Two U.S. Senators, Joe Manchin and Jay Rockefeller (both D-W.Va), issued statements yesterday regarding the death of former ruler of Libya, Moammar Gadhafi.
“The death of Moammar Gadhafi marks the end of one of the most cruel and violent tyrants of the last half-century,” Rockefeller said. “The revolution that led to Gadhafi’s overthrow in the past 8 months is a triumph for the Libyan people, who will now be able to proceed with the challenges of building a government of their own choosing, strengthening their country’s economy, and fostering a new national identity.”
Rockefeller said that he commended President Barack Obama for compelling Libya’s regional neighbors to help in the effort to save civilians from “Gadhafi’s brutality” and for “supporting the Libyan people in assuming responsibility for conducting the mission.”

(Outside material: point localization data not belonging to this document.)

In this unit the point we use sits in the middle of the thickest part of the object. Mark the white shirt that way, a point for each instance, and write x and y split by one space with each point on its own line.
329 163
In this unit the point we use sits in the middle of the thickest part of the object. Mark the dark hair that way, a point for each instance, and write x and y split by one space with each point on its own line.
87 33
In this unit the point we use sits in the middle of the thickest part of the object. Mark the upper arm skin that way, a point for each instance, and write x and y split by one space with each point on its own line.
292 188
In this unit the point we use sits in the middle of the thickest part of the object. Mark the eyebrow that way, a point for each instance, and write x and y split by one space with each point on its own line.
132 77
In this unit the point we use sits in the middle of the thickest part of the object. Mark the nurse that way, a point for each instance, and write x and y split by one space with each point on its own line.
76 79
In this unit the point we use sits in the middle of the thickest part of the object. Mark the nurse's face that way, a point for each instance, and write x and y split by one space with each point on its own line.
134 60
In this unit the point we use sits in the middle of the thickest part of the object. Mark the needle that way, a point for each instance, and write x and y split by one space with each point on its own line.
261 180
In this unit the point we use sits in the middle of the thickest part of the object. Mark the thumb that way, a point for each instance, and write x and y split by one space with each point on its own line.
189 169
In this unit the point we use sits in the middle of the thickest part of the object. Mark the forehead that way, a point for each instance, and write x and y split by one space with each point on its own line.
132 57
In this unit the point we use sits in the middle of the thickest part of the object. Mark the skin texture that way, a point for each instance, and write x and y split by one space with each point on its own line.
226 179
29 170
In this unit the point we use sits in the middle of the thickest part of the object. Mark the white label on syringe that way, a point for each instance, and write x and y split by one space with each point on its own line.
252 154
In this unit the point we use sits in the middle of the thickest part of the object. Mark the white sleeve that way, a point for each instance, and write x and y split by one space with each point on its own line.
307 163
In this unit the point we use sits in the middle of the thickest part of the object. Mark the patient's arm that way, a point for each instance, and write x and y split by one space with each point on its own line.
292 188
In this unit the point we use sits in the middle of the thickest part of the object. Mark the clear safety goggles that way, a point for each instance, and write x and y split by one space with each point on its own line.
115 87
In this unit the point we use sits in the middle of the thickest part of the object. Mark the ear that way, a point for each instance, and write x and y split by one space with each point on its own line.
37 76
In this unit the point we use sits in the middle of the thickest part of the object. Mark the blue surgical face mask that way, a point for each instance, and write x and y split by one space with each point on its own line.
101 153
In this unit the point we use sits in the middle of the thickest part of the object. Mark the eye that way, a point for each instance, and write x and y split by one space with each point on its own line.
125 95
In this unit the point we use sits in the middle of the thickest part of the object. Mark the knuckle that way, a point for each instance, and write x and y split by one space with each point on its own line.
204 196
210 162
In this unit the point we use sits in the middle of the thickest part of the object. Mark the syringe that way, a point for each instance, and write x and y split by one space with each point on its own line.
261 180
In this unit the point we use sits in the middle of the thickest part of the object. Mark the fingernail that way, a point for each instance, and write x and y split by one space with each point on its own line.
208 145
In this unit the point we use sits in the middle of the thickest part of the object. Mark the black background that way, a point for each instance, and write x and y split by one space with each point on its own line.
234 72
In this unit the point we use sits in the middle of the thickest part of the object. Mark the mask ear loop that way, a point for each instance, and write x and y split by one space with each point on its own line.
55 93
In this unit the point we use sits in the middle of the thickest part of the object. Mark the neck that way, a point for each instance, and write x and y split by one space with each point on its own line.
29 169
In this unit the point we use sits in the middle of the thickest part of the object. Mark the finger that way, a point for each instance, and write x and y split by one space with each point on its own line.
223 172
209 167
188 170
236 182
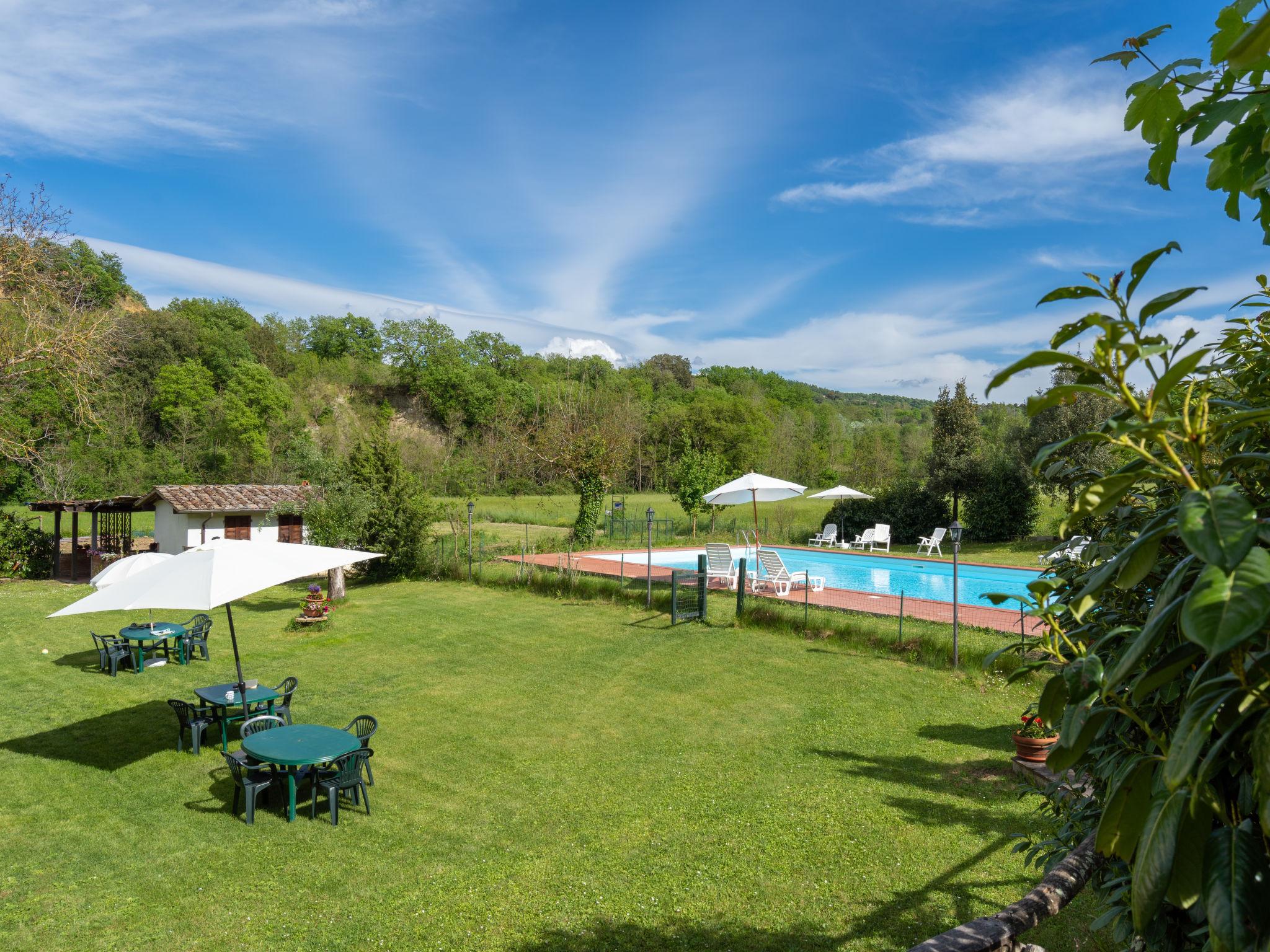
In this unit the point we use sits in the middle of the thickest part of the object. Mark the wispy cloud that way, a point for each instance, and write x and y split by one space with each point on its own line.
1028 146
89 77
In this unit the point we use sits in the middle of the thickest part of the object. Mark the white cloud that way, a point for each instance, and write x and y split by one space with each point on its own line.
93 77
580 347
1029 146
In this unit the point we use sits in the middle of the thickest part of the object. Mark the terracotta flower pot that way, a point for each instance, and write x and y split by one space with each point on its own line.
1033 749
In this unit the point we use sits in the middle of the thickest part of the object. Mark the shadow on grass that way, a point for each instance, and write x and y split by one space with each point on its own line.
107 742
969 735
603 936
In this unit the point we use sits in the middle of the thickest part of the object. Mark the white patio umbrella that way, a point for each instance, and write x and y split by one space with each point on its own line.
216 574
840 491
753 488
122 569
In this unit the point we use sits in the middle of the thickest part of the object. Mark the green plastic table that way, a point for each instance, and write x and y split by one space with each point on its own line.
299 747
214 696
148 635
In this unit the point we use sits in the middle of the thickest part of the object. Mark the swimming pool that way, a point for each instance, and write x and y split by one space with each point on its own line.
916 578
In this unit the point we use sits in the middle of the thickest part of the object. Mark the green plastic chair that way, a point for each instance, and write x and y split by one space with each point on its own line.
365 726
248 781
111 651
345 776
193 720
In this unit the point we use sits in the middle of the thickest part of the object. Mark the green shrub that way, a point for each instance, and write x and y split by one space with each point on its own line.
906 506
1002 506
25 550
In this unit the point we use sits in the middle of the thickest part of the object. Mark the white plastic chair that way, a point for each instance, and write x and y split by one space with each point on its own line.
780 578
882 537
721 564
827 536
931 544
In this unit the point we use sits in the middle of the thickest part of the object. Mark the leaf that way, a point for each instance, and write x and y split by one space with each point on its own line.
1251 46
1186 884
1053 700
1037 358
1083 678
1155 863
1140 268
1080 726
1070 293
1139 564
1165 301
1192 733
1219 524
1225 610
1235 886
1123 58
1178 369
1168 668
1126 813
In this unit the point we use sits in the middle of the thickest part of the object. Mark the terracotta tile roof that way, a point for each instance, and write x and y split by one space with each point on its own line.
214 499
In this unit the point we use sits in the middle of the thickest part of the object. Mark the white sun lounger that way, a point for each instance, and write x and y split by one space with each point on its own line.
825 537
780 578
931 544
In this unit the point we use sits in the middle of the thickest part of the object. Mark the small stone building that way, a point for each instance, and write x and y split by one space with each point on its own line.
189 516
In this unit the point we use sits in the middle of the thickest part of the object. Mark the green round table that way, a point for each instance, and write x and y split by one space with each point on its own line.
299 747
150 635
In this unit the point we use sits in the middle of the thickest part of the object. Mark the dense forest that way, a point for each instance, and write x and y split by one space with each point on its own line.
106 395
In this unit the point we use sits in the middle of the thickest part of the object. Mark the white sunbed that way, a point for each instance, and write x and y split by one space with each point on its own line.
1072 549
931 544
827 536
780 578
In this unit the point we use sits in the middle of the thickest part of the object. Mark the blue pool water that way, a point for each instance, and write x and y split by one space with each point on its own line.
916 578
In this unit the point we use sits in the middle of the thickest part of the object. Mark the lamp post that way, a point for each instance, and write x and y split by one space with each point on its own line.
956 532
649 565
470 507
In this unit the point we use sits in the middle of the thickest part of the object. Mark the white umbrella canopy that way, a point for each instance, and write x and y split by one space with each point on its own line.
215 574
840 491
122 569
753 488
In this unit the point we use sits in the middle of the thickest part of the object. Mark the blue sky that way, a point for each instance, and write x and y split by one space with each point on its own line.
864 196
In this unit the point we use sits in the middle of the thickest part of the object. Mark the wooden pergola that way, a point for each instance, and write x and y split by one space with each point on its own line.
111 528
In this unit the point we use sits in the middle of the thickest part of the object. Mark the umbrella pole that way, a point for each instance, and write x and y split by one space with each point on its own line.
238 663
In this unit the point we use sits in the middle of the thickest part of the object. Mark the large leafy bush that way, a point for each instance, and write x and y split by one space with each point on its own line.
1160 638
25 551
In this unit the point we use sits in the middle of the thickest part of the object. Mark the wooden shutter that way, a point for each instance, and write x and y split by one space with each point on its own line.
238 527
291 528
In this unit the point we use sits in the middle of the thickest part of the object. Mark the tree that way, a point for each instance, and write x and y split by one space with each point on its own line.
401 514
957 443
1057 425
696 474
1184 97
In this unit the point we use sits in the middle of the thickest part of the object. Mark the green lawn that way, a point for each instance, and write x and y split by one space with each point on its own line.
551 776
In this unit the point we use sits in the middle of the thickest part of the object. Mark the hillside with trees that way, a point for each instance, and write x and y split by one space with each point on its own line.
107 395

“In doing this,” Rockefeller said, “the United States helped to prevent an impending massacre of the Libyan people, and helped to stop the violence in Libya from rippling across the region.”
Manchin also congratulated the people of Libya for freeing themselves from 42 years of rule under Gadhafi.
“Today is a historic moment for the Libyan people,” Manchin said, “and now is the moment for the people of Libya to take control of their own destiny and embrace a new peaceful future as a democratic state.”
Afterwards though, he noted the amount of money U.S. taxpayers had sent over to support their cause.
“I have always been concerned about the costs of the United States getting involved in foreign conflicts,” Manchin said, “especially spending taxpayer money and sending our troops abroad. Libya is no exception.”
Manchin said that he urges President Obama, and Congress, to remember “that at this critical time, we need to spend our money on rebuilding America, not any other nation” and that he urges “Libya’s Transitional National Council to repay the $1 billion our taxpayers have spent.”
It is estimated that Libya’s Transitional National Council has $170 billion in assets now and that their “vast oil industry,” once restarted, would be worth $50 billion a year at today’s prices, Manchin said.
However, despite Gadhafi’s death and Libya’s seemingly successful revolution, Rockefeller said, “there are still tough times ahead in Libya,” but that “(Gadhafi’s death) is an enormous step for Libyans to achieve their aspirations with dignity.”
Rockefeller also said it would allow Libyans to “close a very dark chapter in their country’s history.”